I am worried about something else

The authors of most shared articles and most comments are not even passing a “turing test”. In the vast majority of cases the readers just consume the data.

With GPT-3 we can already make “helpful and constructive” seeming comments that 9 out of 10 times may even be correct and normal. But 1 out of 10 times be kind of crappy. Aby organization with an agenda can start spinning up bots for Twitter channels, Telegram channels, HN usernames and so on, and amass karma, followers, members. In short, we are already past this point: https://xkcd.com/810/

And the scary thing is that, after they have amassed all this social capital, they can start moving the conversation in whatever directions the shadowy organization wants. The bots will be implacable and unconvinced by any arguments to the contrary… instead they can methodically gang up on their opponents and pit them agaisnt each other or get them deplatformed or marginalized, and through repetition these botnet swarms can get “exeedingly good at it”. Literally all human discussion — political, religious, philosophical etc. - could be subverted in this way. Just with bots trained on a corpus of existing text on the web.

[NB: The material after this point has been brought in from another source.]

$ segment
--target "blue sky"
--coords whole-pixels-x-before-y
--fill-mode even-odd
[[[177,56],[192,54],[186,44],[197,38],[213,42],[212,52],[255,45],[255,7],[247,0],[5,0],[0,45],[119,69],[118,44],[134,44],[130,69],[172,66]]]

In fact, the amount of content on the Internet written by humans could become vanishingly small by 2030, and the social capital — and soon, financial capital — of bots (and bot-owning organizations) will dwarf all the social capital and financial capital of humans. Services will no longer be able to tell the difference between the two, and even close-knit online societies like this one may start to prefer bots to humans, because they are impeccably well-behaved etc.

I am not saying we have to invent AGI or sexbots to do this. Nefarious organizations can already create sleeper bot accounts in all services, using GPT-4.

Imagine being systematically downvoted every time you post something against the bot swarm’s agenda. The bots can recognize if what you wrote is undermining their agenda, even if they do have a few false positives. They can also easily figure out your friends using network analysis and can gradually infiltrate your group and get you ostracized or get the group to disband. Because online, when no one knows if you’re a bot… the botswarms will be able to “beat everyone in the game” of conversation.

https://en.m.wikipedia.org/wiki/On_the_Internet,_nobody_know...


Another reason the future of social media is invite-only. People obviously aren't invisible BS detectors, but if things really get that bad they're not just going to take it indefinitely. They'll notice and adjust.


By the way, if you are worried, it isn't true that this is "coming." A form of it will come but like self-driving cars, it will be more hype than substance.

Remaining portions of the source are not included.